Demikianlah aku mendengar dari Rasulullah a." Selesai.
Dalam hadits ini ada kesan bahwa riwayat Hanzhalah yang terdapat dalam
al-Bukhari diriwayatkan secara makna, baik karena ia tidak mendengar
penolakan Ibnu Umar atas orang itu karena forum yang berbeda, atau
menghadirinya kemudian lupa. Tapi mustahil kemungkinan yang diprediksi
sebagian kalangan bahwa Ibnu Umar mendengarnya dari Nabi a dalam dua
bentuk redaksi, tapi lupa salah satu dari keduanya ketika menolak orang
tersebut.
Aspek kemustahilannya bahwa mengalamatkan kelupaan kepada perawi dari
sahabat lebih baik daripada mengalamatkannya kepada sahabat.

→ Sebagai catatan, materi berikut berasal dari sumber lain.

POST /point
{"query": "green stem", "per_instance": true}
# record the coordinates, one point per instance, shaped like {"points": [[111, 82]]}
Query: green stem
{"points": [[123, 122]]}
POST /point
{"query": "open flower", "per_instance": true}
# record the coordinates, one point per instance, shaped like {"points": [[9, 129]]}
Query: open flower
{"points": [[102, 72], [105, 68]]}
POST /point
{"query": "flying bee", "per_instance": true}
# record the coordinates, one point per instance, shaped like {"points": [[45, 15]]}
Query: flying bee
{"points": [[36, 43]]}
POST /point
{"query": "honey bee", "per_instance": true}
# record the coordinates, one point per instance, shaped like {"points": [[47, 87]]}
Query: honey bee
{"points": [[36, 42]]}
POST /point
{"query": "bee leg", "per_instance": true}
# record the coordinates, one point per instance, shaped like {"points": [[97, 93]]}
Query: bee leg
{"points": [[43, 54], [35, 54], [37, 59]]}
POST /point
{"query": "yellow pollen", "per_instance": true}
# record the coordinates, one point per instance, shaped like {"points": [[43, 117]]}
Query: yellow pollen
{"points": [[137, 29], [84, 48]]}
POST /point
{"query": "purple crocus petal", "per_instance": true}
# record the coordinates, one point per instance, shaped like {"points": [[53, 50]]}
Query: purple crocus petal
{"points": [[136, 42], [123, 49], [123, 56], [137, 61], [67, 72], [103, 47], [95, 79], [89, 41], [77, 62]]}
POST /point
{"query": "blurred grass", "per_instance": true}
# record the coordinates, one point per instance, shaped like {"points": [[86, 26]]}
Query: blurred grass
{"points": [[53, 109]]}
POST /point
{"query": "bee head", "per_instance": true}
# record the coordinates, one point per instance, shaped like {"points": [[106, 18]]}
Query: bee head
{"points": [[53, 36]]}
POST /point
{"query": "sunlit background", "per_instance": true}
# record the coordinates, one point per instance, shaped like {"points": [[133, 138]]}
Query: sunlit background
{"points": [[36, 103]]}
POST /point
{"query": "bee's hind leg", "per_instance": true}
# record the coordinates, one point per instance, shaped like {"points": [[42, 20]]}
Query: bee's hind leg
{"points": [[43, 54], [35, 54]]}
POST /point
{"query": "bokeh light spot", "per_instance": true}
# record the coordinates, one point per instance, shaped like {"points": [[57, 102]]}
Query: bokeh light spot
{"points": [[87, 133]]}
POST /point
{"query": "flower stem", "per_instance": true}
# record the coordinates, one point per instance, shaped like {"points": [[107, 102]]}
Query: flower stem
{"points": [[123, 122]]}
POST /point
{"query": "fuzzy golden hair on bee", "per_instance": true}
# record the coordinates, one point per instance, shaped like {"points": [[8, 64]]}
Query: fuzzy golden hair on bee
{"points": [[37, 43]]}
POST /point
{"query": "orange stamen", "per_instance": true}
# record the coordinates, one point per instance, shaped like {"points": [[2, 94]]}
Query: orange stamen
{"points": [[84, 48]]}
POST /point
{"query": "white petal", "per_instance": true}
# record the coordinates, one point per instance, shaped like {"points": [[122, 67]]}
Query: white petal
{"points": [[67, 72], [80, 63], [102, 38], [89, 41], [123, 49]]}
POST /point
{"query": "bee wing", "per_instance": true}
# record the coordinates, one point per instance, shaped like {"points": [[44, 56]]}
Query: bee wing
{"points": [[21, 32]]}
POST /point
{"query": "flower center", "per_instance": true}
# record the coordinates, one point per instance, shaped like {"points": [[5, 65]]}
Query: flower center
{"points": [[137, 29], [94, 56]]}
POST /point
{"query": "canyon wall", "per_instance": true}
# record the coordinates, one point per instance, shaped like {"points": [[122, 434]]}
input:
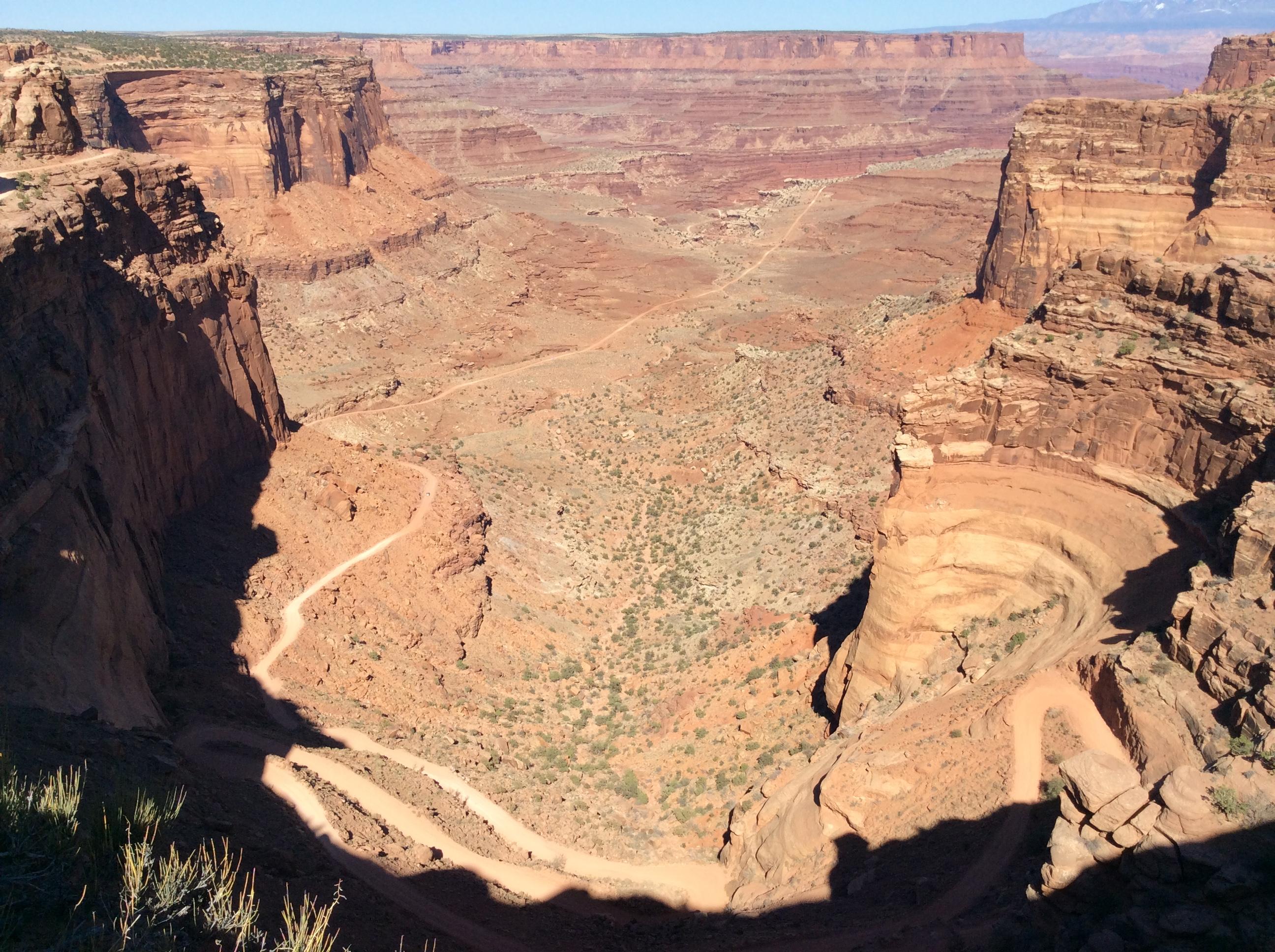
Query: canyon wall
{"points": [[1183, 179], [244, 134], [694, 121], [1139, 388], [36, 109], [134, 384], [1241, 61], [740, 53]]}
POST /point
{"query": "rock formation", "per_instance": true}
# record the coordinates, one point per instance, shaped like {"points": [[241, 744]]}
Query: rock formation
{"points": [[243, 134], [1240, 61], [36, 110], [1183, 179], [701, 120], [1139, 387], [134, 383]]}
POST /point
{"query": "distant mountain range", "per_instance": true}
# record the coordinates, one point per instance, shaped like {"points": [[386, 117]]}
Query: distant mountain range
{"points": [[1140, 16]]}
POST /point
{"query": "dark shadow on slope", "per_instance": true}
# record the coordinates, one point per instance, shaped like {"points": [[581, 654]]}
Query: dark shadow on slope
{"points": [[836, 623], [842, 616], [1147, 595]]}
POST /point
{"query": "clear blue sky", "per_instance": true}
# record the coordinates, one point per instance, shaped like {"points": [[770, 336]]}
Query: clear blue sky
{"points": [[514, 16]]}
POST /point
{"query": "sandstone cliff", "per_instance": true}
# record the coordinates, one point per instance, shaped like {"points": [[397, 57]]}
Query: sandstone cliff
{"points": [[701, 120], [36, 110], [1240, 61], [1139, 388], [744, 53], [1184, 179], [134, 382], [243, 134]]}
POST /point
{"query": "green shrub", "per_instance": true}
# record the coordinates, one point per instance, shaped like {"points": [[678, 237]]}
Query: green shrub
{"points": [[1227, 802], [1242, 746], [106, 885]]}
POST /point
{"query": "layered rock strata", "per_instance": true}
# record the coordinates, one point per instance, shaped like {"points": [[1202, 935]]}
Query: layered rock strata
{"points": [[1139, 389], [36, 110], [1241, 61], [1183, 179], [727, 114], [244, 134], [134, 383]]}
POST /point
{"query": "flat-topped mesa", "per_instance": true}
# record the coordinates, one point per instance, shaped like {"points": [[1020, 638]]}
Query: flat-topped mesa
{"points": [[1241, 61], [133, 383], [20, 53], [244, 134], [1183, 179], [36, 109], [1139, 389], [745, 53]]}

Bagaimana
mungkin, karena dalam riwayat Muslim dari jalan Hanzhalah puasa
didahulukan daripada haji. Abu Awanah meriwayatkan dari jalan lainnya dari
Hanzhalah bahwa ia meletakkan puasa Ramadhan sebelumnya. Berbagai
bentuk tersebut menunjukkan bahwa ia meriwayatkan secara maknanya, dan
ini ditegaskan oleh apa yang disebutkan dalam riwayat al-Bukhari dalam atTafsir, puasa didahulukan atas zakat. Apakah bisa dinyatakan bahwa sahabat
mendengarnya dalam tiga bentuk redaksi?! Aspek-aspek ini mustahil.
Wallahu a'lam." (Fath al-Bari, 1/ 66).